FG investigates truecaller over breach of privacy
The National Information Technology Agency (NITDA) has been notified on the need to draw closer attention to the potential breach of privacy rights of Nigerians by the truecaller service.
The agency, has begun investigation on truecaller due to its potential breech of privacy to Nigerians in accordance with section 6(f) of the NITDA Act 2007, which empowers it to render advisory services in all information technology matters.
Thorough investigations has revealed that the Truecaller Privacy Policy is not in compliance with international laws on data protection regulation and Nigerian Data Protection regulation (NDPR) to be precise as there are over seven million Nigerians active on the service hence increasing the need of the public awareness to guide those affected.
Under the privacy policy of the truecaller, there are several articles of the policy that does not comply with the NDPR. Amongst the articles that failed to comply with Nigerian law are as follows.
The article 1.1 of the truecaller policy states that: “Truecaller may supplement the information provided by you with information from third parties and add it to the information provided by you.
This implies that the provision contravenes article 2.1(b) of the NDPR which requires data collection and processing to be accurate and also aricle 1.3(iii) that states valid consent must be acquired.
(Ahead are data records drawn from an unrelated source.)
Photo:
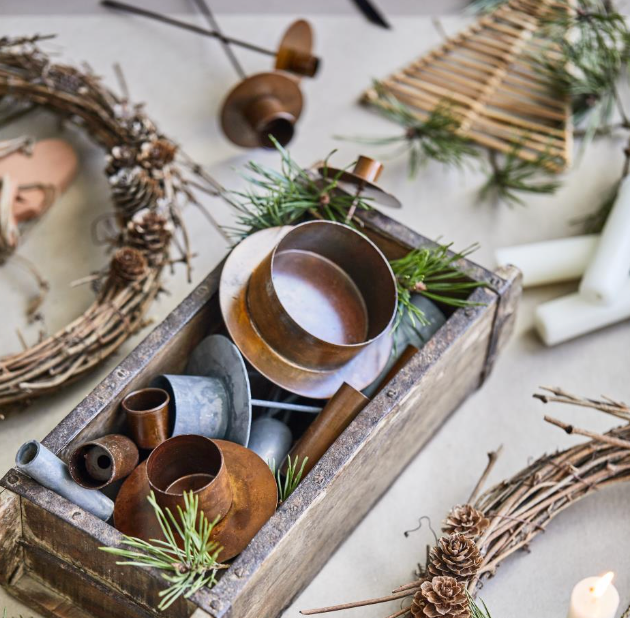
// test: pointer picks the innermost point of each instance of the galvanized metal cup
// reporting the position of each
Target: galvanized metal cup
(190, 463)
(322, 295)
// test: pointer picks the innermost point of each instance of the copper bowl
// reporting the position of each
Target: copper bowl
(323, 295)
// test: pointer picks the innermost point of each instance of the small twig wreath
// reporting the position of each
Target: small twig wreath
(479, 535)
(151, 181)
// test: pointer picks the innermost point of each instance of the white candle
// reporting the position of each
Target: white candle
(610, 267)
(594, 597)
(571, 316)
(551, 261)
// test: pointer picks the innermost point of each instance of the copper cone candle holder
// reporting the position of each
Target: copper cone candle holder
(316, 311)
(147, 416)
(100, 462)
(232, 482)
(190, 463)
(339, 412)
(361, 181)
(262, 105)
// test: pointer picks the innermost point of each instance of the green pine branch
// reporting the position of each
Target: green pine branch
(284, 197)
(434, 273)
(292, 478)
(510, 176)
(435, 137)
(187, 568)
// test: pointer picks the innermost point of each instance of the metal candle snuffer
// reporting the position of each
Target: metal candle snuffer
(304, 343)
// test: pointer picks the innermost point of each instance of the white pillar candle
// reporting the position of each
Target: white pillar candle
(594, 597)
(609, 270)
(571, 316)
(551, 261)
Article 1.2 states that, “when you install Truecaller on your device, the app collects personal information from you and any other devices you may use while interacting with our services.”
Truecaller further stated that such informations may include; geo-location, your IP address, device ID, device, general settings of your device, and other information and usage activity logged by truecaller servers manufacturer and type, device settings, SIM card usage, websites visited and content viewed by you, general settings of your device, and other information and usage activity logged by truecaller servers from time to time.
NDPR however regards this above provision of truecaller privacy policy as highly invasive and intrusive of the user’s privacy.
Contrary to the expectation of users, the true caller collects far more information than it needs to provide its primary service.